Twilight: Breaking Dawn, Part 2 – Movie Review

When it comes to the Twilight series, both the books and the movies have been, umm, less than stellar. The pages that I read way before the first movie was even released told a redundant story that has affected the genre it discussed negatively and the movies took it upon themselves to worsen it even further. The story is so concise that I managed to tell the few thousand pages to a friend in one paragraph. If that’s not a concise summary, I don’t know what is. When it comes to the final Twilight book, any reader of the series can attest that there’s almost nothing that happens in it – or at least in its second half – so the decision to split it into two movies was purely for commercial reasons, which is very obvious.

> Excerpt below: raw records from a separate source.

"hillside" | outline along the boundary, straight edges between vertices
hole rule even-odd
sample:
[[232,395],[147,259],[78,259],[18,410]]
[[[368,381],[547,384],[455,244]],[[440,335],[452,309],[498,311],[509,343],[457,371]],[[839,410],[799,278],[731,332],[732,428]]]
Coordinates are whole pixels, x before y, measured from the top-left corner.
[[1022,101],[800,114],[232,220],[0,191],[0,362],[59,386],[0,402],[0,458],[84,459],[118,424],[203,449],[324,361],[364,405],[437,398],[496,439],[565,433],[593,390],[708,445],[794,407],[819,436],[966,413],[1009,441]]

One thing to say about Breaking Dawn Part 2 though is that, while it is still a weak movie as far as movies go, it’s well above the average for a franchise that has become synonymous with cheap quick money… and it’s also much better than its corresponding half of the last book installment in the Twilight Saga. Much better actually, which goes to show exactly how good the book was.

Bella, now a vampire, is adapting to the changes that her condition imposes. But she has uncanny self-control, enabling her to run away from human blood even on her first hunting trip. The daughter she almost died giving birth to has grown immensely in the two days during which Bella underwent her transformation. And her daughter keeps growing before her… until a vampire sees her and reports her to the Volturi, the council governing all vampires, as an immortal child: children turned vampires, which are also illegal and cause an automatic death sentence on their maker. So the Cullen clan starts preparing for a final showdown against the Volturi, asking for the help of anyone who could listen.

The script of Breaking Dawn Part 2 is mechanic. The acting is robotic. The direction is fill in by numbers. The actors give these looks that try to penetrate into your soul way too many times, eventually ending up becoming just awkward. Kristen Stewart is better as Bella in this movie than she has been in the previous ones. She actually smiles… more than once. Rejoice, maybe? Robert Pattinson still looks and sounds constipated in every single scene he acts. Taylor Lautner is still here only to get the girls in the theatre to scream at the sight of his abs. He shows them once, for the record. But you’re not here for their acting, which is more often than not borderline comical.

The score by Carter Burwell, on the other hand, is pleasant to listen to. The departures the movie takes from the book are also quite shocking. That’s probably the only reason why I left the movie feeling that it wasn’t all too bad. So for readers of the books, prepare to be positively surprised as well as shocked towards the end.

For everyone else, here’s how it breaks down into: if you’ve been able to tolerate the previous movies then you’ll find this one much better. If you couldn’t stand the previous movies but watched them begrudgingly, then this one will still be better. If you have absolutely no idea what Twilight is and wish it to remain this way then lucky you should steer clear.

As the movie opens worldwide tomorrow, almost everyone will draw a sigh of relief as this part of cinematic history comes to a close. And what a [insert any derogatory adjective you want] chapter it has been. However, for such an underwhelming and depressingly horrible movie series, Breaking Dawn part 2 ends it with a bang – or as good as a bang that could be for the standards that Twilight has set for itself. The series’ die-hard fans (or twihards as they call themselves) will be happy with it.

5.5/10 – just for the absolute shocker finale.